DOI: https://doi.org/10.51584/IJRIAS.2025.10030048

Received: 21 February 2025; Accepted: 26 February 2025; Published: 13 April 2025

ABSTRACT

Beer is one of the regular drinks produced and consumed in many countries including Nigeria. Its cost has become so high making it unaffordable to low income earners. One major reason for the high cost of beer is the cost of imported brewer’s yeast. The potential application of Saccharomyces cerevisiae isolated from burukutu (a Nigerian local fermented beverage drink) was investigated. The Sorghum variety used in this study was developed from Sk5192 variety obtained from the Institute of Agricultural Research Zaria, Nigeria. Burukutu sample was purchased from community market in Enugu State, Nigeria. Standard Microbiological techniques were employed in the isolation, characterization and identification of the yeasts. Beer production attributes such as stress exclusion, flocculation, hydrogen sulphide production, yeast viability and consistency tests were checked. The yeast isolated from burukutu (SBB) exhibited identical morphological characteristics as the control brewer’s yeast (SCT), showed multiple budding capacities and fermented all tested sugars except melibiose and raffinose. The flocculation capacity and viability rate of SBB was recorded as 82% and 83% respectively against the control yeast (SCT) which was 82% and 91%. None of the isolates produced hydrogen sulphide when tested. Malt production involving steeping, germination, kilning, preparation of wort for alcohol production, inoculum development and pitching were the processes used in the laboratory beer production. Properties of the beers produced with SBB and SCT showed that the specific gravity of the fermented wort for SBB and SCT were the same with no significant difference (1.010 and 1.010). The apparent and real extract of the isolated yeast (SBB) were 6.70% and 8.50% respectively and the control yeast (SCT) recorded 4.80% and 6.55% which were greater than the standard minimum values (2.50%, 4.40%) for extra strong beer. The pH values of beer produced with SBB and SCT fell within the standard value of 36-48 for normal beer. Thus, Burukutu can be a good source of Saccharomyces cerevisiae which can be enriched and used for industrial and home brewing.

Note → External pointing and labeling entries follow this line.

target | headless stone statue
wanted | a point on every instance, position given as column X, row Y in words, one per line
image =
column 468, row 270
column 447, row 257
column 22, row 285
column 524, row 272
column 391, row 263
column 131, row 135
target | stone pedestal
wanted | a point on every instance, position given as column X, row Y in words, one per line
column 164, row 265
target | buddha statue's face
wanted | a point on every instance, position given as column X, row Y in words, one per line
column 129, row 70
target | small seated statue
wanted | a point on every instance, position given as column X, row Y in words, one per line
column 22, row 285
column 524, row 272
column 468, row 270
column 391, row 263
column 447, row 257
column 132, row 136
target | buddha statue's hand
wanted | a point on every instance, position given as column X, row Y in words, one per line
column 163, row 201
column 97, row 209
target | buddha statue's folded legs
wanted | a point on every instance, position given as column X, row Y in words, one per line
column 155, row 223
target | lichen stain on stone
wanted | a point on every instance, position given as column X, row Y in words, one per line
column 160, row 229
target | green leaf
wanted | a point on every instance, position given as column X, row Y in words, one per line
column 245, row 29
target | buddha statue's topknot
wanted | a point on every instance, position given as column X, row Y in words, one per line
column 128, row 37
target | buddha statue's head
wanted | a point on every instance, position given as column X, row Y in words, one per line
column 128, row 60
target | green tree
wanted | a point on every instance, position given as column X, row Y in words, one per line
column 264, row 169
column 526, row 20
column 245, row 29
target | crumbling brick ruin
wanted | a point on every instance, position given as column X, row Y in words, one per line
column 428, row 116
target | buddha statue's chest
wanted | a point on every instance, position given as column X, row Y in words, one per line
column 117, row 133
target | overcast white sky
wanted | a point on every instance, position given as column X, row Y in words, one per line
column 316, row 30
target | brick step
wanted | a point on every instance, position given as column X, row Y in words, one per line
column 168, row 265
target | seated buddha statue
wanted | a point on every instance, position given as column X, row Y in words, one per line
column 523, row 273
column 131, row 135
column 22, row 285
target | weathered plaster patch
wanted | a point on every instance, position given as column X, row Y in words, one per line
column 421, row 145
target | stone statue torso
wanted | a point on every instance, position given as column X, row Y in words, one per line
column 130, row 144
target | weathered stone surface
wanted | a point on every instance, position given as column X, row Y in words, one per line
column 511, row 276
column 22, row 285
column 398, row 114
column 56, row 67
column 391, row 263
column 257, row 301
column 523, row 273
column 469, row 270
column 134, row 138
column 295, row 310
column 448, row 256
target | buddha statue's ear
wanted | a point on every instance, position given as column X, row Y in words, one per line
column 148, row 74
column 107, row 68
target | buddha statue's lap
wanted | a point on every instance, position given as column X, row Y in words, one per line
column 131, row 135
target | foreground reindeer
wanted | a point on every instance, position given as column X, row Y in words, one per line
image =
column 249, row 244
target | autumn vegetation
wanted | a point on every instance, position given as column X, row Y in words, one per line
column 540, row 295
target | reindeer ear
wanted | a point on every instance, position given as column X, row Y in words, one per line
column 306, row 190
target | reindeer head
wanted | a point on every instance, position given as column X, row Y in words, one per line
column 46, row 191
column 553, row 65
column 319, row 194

Key words:  Saccharomyces cerevisiae, Burukutu, Beer, Fermentation, Brewer’s yeast.

INTRODUCTION

Beer is one of the most widely consumed alcoholic beverages in the world (Ogu et al., 2022).  It is made from Barley, but Indigenous African beers are fermented drinks made with Sorghum, Maize or Millet and its production depends solely on imported Brewer’s yeast.

Brewer’s yeasts are starter Saccharomyces spp produced in foreign countries like Europe and France. They are preserved in many ways like lyophilization (Freeze drying) and sold to developing countries such as Nigeria for use in beer brewing. Most times, these yeasts lose their characteristics in the preservation process and yield abnormal products when used. They are sometimes contaminated with harmful bacteria and if not detected cause beer spoilage. Importation of brewer’s yeast contributes to the high cost of beer. There is need to reduce the cost of beer production which will as well reduce the cost of beer sold in the markets for consumption. This will make beer cheap and affordable to low income earners.

‘Burukutu’ is an indigenous alcoholic drink made from sorghum by the Savannah region of Nigeria (Arnold, 2005). It is produced using traditional fermentation techniques, where indigenous organisms ferment the grains. Consumption of burukutu has spread to other parts of Nigeria due to intermingling of tribes. They contain nutritionally important components including amino acids, proteins, vitamins and sugars (Okafor, 2007) which make the drink a veritable media for the growth of a consortium of microorganisms.

In Nigeria, large quantities of Burukutu are produced daily but are difficult to preserve for considerable length of time. The high wastage rate of these drinks necessitates the need for alternative use and the economic situation of the nation necessitates the adoption of simple, inexpensive brewing techniques that can result in quality improvement and be carried out at household and community levels for the production of beer that is safe and affordable. Isolating yeast strains from local materials is expected to reduce the cost of importation of brewer’s yeast as well as reduce the cost of beer.

Many researchers have indeed carried out studies that aimed at isolating and exploiting yeasts from local drinks for industrial processes (Umeh et al., 2017; Umeh et al., 2015). The production of alcoholic beverages from fermentable carbon sources by yeast is the oldest and most economically important of all biotechnologies. Yeast plays a vital role in the production of all alcoholic beverages and the selection of suitable yeast strains is essential not only to maximize alcohol yield, but also to maintain beverage sensory quality (Graeme and Graham, 2016).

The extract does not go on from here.